Lors d’une de ces rencontres, les deux religieux manquent d’être kidnappés. « Le cardinal ne pouvait le comprendre mais les hommes en armes évoquaient en arabe la possibilité de ne pas nous laisser repartir. Finalement, leur chef a passé un coup de fil et la situation s’est détendue », relate l’imam, qui a lui-même échappé à plusieurs tentatives d’assassinat.

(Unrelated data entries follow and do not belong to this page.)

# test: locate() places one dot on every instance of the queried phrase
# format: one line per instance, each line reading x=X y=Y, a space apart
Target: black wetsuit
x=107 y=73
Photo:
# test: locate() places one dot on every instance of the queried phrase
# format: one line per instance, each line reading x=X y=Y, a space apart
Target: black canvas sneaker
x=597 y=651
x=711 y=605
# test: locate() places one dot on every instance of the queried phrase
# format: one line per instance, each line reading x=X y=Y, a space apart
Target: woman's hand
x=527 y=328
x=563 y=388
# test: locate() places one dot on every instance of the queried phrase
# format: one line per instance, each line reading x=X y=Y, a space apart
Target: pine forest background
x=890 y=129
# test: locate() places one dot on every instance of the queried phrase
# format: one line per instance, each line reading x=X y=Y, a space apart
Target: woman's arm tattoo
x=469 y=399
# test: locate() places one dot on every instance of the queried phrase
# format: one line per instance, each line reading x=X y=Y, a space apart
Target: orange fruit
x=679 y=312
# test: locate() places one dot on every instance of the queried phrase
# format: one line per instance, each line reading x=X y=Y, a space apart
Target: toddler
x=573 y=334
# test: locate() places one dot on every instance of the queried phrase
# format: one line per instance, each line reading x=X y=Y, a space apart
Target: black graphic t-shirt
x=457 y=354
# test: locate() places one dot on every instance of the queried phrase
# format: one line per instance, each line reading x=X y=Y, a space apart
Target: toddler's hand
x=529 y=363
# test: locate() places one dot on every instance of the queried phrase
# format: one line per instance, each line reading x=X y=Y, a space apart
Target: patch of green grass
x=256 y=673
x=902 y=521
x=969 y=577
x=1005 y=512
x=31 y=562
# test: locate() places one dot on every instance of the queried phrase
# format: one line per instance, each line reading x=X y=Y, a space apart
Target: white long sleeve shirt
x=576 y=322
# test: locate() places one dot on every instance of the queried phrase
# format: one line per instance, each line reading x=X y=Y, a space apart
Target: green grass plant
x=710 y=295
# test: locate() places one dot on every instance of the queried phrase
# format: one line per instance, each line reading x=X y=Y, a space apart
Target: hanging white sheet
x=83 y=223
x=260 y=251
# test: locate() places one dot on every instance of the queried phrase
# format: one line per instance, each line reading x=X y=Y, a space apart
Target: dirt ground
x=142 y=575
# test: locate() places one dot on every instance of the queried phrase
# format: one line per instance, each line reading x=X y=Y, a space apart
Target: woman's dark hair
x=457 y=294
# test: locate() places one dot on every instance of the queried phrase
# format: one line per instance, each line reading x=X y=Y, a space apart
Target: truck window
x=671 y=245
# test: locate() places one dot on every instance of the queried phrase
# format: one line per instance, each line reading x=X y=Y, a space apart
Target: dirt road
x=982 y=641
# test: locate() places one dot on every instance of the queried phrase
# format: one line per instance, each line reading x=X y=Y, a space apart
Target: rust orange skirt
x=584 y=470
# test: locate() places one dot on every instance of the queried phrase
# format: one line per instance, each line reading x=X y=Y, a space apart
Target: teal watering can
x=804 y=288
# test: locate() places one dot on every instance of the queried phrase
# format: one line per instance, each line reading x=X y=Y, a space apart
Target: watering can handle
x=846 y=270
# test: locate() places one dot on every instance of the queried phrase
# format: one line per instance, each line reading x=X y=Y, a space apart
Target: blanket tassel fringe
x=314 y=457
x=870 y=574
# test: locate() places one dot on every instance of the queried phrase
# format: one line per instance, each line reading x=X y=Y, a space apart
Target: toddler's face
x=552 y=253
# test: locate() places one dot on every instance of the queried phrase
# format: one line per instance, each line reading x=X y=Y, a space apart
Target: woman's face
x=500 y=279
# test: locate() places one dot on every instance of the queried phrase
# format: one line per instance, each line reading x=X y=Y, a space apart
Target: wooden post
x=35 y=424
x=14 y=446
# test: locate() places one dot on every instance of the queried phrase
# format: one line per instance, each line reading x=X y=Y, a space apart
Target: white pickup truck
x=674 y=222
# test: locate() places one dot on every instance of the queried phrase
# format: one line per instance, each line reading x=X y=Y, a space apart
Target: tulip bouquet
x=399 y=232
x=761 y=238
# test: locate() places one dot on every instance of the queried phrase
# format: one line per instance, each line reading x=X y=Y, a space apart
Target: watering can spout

Son engagement aux côtés du cardinal suscite en effet l’hostilité d’une partie de la communauté musulmane, un minorité dans un pays majoritairement chrétien. Lors de leurs déplacements, le cardinal et l’imam n’ont pas de garde du corps. Mais ils savent renoncer quand la situation est trop dangereuse. Les communautés religieuses restent en effet le réseau d’information le plus étendu et le plus fiable, alors que l’Etat s’est effondré. Si le gouvernement a pu résister, c’est grâce au soutien des mercenaires russes et des soldats rwandais venus à la rescousse de casques-bleus dépassés et régulièrement accusés de collusion avec les rebelles.

Ressorts miniers

L’imam et le cardinal ne sont pas dupes. Les Russes ont mis la main sur les mines d’or et de diamants qui, au lieu de faire la richesse de la Centrafrique, causent son malheur. « Pour l’instant, les Russes et les Rwandais sont bien accueillis, car les gens sont épuisés de la guerre », soutient Dieudonné Nzapalainga. Mais les groupes armés n’ont pas dit leur dernier mot. Ils sont bien armés et équipés. « C’est comme si on leur avait fait crédit en espérant qu’ils reprennent les richesses du pays », poursuit le cardinal. Il évoque les frontières poreuses du pays, notamment celle immense avec le Tchad, qui ferme les yeux sur les flux de combattants et d’armes. Les soupçons sont renforcés par le fait que le grand pays voisin est un allié clef de la France, laquelle voit d’un très mauvais œil la présence russe dans son ancienne colonie.